We cheer for athletes. We believe in people. I’m not bailing on Patrick Peterson.
At the moment, the Cardinals and their star cornerback are in a rough patch of marriage. The arguments are more frequent. Each must be wondering if the other side is worth the hassle.
Peterson has been suspended by the NFL for six games. The harsh penalty reflects a secondary circumstance, such as masking a banned substance, making Peterson’s bad decision even worse.
The suspension comes after a 2018 season when Peterson demanded a trade on the watch of a rookie head coach, undermining Steve Wilks beyond repair.
Put these events together, and Peterson is running low on blind faith in the Valley. His actions have once again distracted a team from its newborn mission. There are questions of his captaincy and if he’s truly fit to wear the vaunted letter. Or whether the Cardinals should trade him now or wait until his value is re-established.
Patrick Peterson is a great player. He cared enough about Arizona fans to deliver a mea culpa on the 16th hole of the Waste Management Phoenix Open. And to fairly evaluate the current situation, you must start by eliminating the previous skirmish from all conversation.
After all, he apologized for that. We accepted. And in fairness to Peterson, things were really that hopeless under the leadership of Wilks, a man so narrow and bland that he would’ve fined Kyler Murray for wearing gym shoes with a pink suit, the outfit he debuted at the NFL draft.

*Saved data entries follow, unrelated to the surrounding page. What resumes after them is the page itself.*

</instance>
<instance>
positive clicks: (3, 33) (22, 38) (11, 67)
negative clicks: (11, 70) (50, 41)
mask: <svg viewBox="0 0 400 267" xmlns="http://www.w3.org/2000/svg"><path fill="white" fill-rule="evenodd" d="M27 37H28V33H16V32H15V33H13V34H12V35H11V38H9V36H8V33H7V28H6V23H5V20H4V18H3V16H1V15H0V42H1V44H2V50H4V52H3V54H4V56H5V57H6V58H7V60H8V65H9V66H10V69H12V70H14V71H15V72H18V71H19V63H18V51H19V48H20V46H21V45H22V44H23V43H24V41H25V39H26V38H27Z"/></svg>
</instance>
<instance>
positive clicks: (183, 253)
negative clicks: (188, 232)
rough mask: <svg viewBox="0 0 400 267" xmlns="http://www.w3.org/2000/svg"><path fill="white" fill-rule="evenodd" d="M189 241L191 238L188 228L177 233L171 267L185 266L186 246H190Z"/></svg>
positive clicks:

So that limits the story to Peterson, PEDs and what the Cardinals are going to do about their disgruntled cornerback. And let’s start here:
The suspension created a terribly embarrassing situation for Peterson on Thursday, as his foundation’s golf tournament and fund-raising event in the Valley began the same day his penalty was disclosed by ESPN’s Adam Schefter and confirmed by the team hours later. It’s hard to rally the community around an athlete who was sacked with a six-game, league-mandated suspension.
Peterson knew a suspension was coming, according to a source. His explanation is tied to his relationship with Type 2 diabetes, a condition that made him feel extremely sluggish and slow in 2015. The condition made headlines. You can look it up.

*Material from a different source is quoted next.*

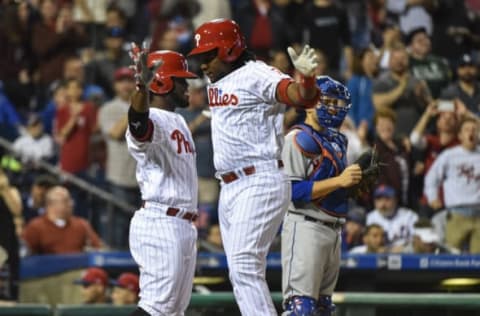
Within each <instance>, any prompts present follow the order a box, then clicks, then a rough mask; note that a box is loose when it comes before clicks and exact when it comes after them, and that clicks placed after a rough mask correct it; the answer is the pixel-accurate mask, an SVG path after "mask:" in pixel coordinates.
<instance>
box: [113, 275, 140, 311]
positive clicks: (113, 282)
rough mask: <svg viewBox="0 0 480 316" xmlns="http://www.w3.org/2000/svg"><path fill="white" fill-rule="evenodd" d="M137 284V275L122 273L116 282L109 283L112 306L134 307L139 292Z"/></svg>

Peterson allegedly began feeling the same way in recent months. He unknowingly took supplements that included a banned substance, realizing his error after it was too late. He asked the team for a big favor. And at the very least, he asked the Cardinals to sit on the news until after his fundraising event, thereby safeguarding his charitable interests.
Peterson’s current level of unhappiness with the team was surely fueled by the harmful timing of his suspension, with great suspicion of where the leak occurred.
Clearly, the Cardinals have no motive to throw fuel on a growing fire, and would never drop a dime on Peterson in this manner. Not if they desire a long-term relationship with their star defender. But Peterson already felt betrayed by the organization and any paranoia must be expected.
According to 98.7 FM Arizona’s Sports Station’s John Gambadoro, Peterson grew angry at the Cardinals when they rejected his request for a restructured contract prior to the impending suspension, thereby protecting him from NFL-sanctioned financial losses that will exceed $4.5 million with missed bonus incentives.
In effect, they didn’t let Peterson game the system. And in the NFL, where most contracts aren’t guaranteed and physical damage is profoundly inevitable, the quickest way to lose a player’s heart is to get inside his wallet.
Peterson is deeply offended by the Cardinals’ hardline stance, for not fighting for his rights or mitigating his losses through loopholes. But this doesn’t have to be the end.
Von Miller served a six-game suspension and is still beloved in Denver. Julian Edelman is still revered in New England despite his suspension for performance-enhancing drugs. This isn’t like Barry Bonds destroying baseball’s record book. PEDs aren’t a death sentence in football, and this doesn’t have to spell divorce for Peterson and the Cardinals.
After all, you can’t replace Peterson on the football field. You can’t take away Larry Fitzgerald’s best golfing buddy. And you don’t give up on good people, especially when they do dumb things.